Are you sure?  Note that the phrase in which SPF is mentioned is quite
positive.  I.e. it presents it to the reader as the solution of the
problem, rather than the cause of it.

Keep in mind that one of the things that I do is answer web site submission 
queries, so I may be biased because I deal with lots of people who the first 
time they heard of SPF was when their mail wouldn't go through <rant>(I will 
say again that DNS providers must not publish SPF records for their customers 
without consulting them - people who use DNS providers that are willing to 
make arbitrary changes to their DNS records without consulting shoud find a 
different provider) </rant>.

As I said, I can't think of a way to make it better.

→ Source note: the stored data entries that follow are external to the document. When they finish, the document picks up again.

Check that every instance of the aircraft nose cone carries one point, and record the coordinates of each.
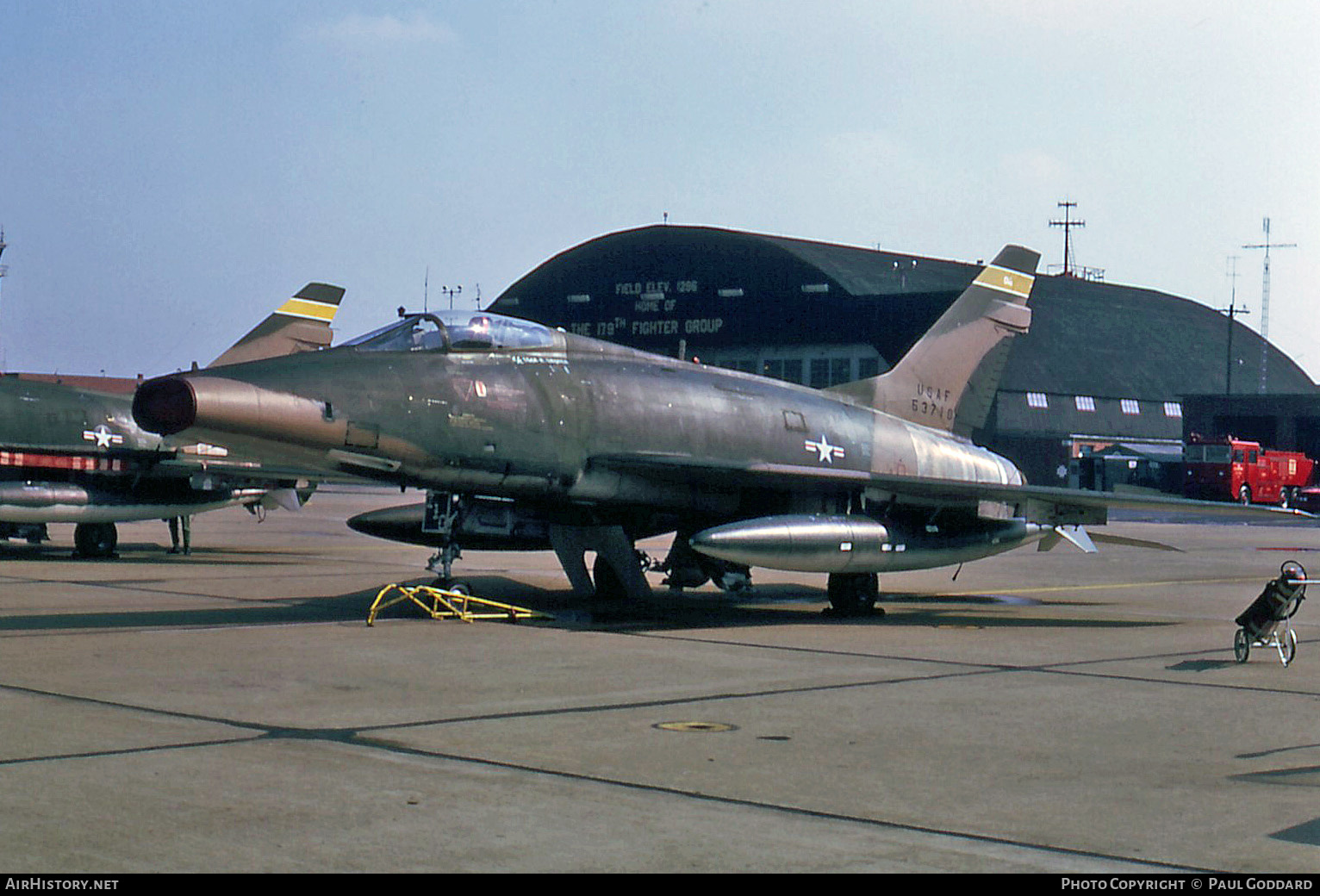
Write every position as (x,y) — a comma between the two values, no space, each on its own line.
(165,407)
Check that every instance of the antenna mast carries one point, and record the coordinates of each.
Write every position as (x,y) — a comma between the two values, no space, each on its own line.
(1232,310)
(1265,300)
(4,270)
(1068,225)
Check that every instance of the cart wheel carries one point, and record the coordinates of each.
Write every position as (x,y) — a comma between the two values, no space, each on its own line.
(1287,647)
(1241,645)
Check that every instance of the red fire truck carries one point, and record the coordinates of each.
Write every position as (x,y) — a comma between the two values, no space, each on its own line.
(1243,471)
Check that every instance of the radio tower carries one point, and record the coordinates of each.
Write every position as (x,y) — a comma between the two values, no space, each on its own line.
(1069,265)
(1068,223)
(1265,300)
(4,270)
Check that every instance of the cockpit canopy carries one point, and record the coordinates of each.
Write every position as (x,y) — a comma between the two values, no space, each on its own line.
(456,332)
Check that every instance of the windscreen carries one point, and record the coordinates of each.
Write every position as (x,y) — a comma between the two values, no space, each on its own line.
(456,332)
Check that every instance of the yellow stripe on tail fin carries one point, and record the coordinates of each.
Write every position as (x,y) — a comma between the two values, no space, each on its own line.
(948,379)
(302,324)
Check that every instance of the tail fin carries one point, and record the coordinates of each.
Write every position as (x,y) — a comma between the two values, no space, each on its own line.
(302,324)
(948,379)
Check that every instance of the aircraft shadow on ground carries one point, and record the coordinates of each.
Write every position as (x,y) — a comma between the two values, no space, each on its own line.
(774,605)
(151,553)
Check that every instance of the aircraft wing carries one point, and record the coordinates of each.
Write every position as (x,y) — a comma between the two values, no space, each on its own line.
(1037,503)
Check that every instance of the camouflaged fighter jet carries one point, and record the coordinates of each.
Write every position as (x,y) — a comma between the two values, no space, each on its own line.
(73,453)
(533,439)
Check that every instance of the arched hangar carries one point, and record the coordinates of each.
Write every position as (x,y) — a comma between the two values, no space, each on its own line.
(1104,367)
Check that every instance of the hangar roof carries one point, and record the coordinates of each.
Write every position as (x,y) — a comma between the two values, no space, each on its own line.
(1087,338)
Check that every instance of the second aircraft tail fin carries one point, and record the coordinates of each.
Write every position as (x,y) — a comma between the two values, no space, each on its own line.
(948,379)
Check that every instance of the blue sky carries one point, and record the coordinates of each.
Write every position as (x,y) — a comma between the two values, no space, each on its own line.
(171,171)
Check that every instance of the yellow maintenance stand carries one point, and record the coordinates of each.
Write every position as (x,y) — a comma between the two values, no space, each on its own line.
(449,605)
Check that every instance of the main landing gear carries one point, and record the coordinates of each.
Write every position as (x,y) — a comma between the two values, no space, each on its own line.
(854,594)
(96,540)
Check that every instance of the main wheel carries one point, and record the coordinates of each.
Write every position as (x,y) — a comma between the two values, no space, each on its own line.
(853,593)
(609,586)
(96,538)
(1241,645)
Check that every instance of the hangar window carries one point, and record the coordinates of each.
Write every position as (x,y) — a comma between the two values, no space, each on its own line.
(783,369)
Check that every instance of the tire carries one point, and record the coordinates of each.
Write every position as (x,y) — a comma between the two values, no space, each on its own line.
(609,586)
(1288,647)
(1241,645)
(96,540)
(853,594)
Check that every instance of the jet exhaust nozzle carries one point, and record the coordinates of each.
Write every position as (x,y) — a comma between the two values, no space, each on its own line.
(165,407)
(171,404)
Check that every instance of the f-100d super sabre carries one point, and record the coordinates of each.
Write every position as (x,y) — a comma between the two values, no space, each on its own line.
(72,454)
(527,437)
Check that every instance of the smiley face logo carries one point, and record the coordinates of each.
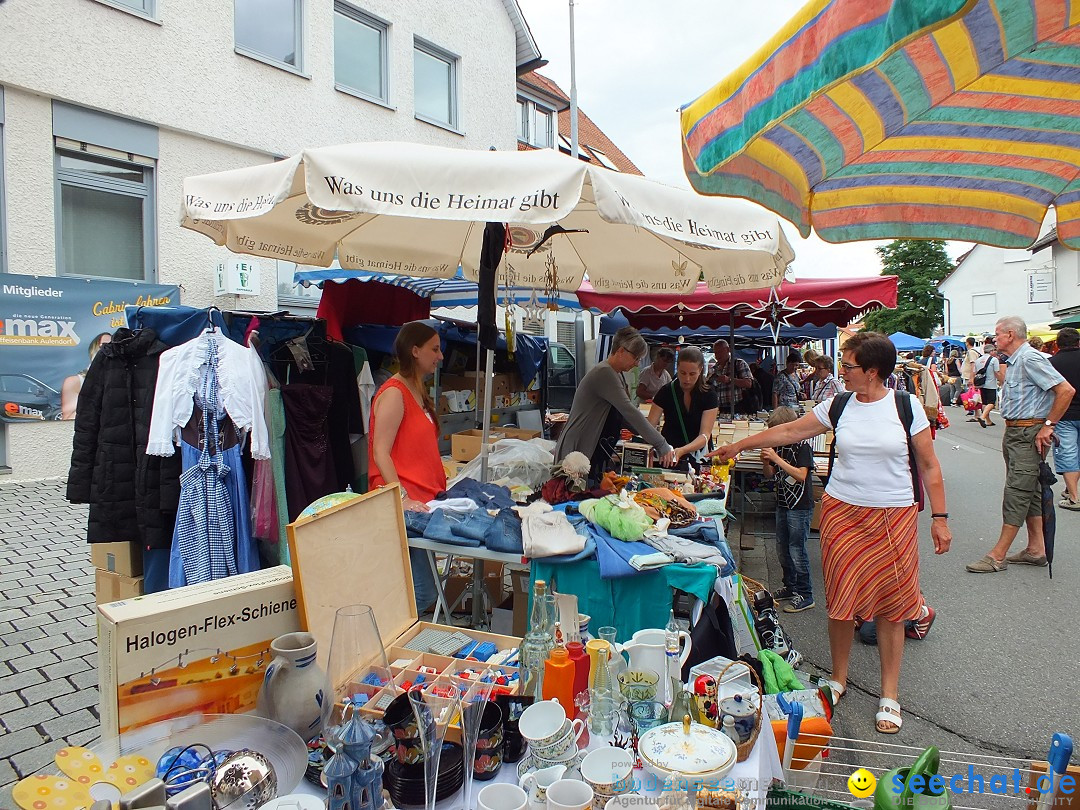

Ok, in some rocambolesque way, it is the cause since the reason I'm able to
do this kind of rejects is because:

  - SPF-related tools aided me in doing a "best-guess" test.
  - Without the existance of any verification system such as SPF, this
reject would be impossible to solve, and therefore I wouldn't use it.

but this is not how I present it in the message, at least.  That said,
suggestions are welcome of course.  Do you think it'd actualy be better if
SPF wasn't mentioned at all?

No, if you are going to do it, giving them the solution is the right answer.

Stuart Gathman has written about his 3 strikes rule on this list several
times (see the archives).  Although somewhat more complex, I think it is
likely to give a more reasonable result.

I tried to find the reference but all I could find is:

  "you must have at least one (valid version) of the three 2821 IDs I
check: PTR, HELO, MFROM (SPF)"

  from
http://www.mhonarc.org/archive/html/spf-discuss/2005-11/msg00255.html

What does this mean?

If mean that he tests an inbound message for three things:

1.  Does the client IP have a reverse DNS PTR record?
2.  Does it use a legit (FQDN) HELO name?
3.  Does the mail from of the message Pass SPF?

Any one of those is enough to save the message from outright rejection.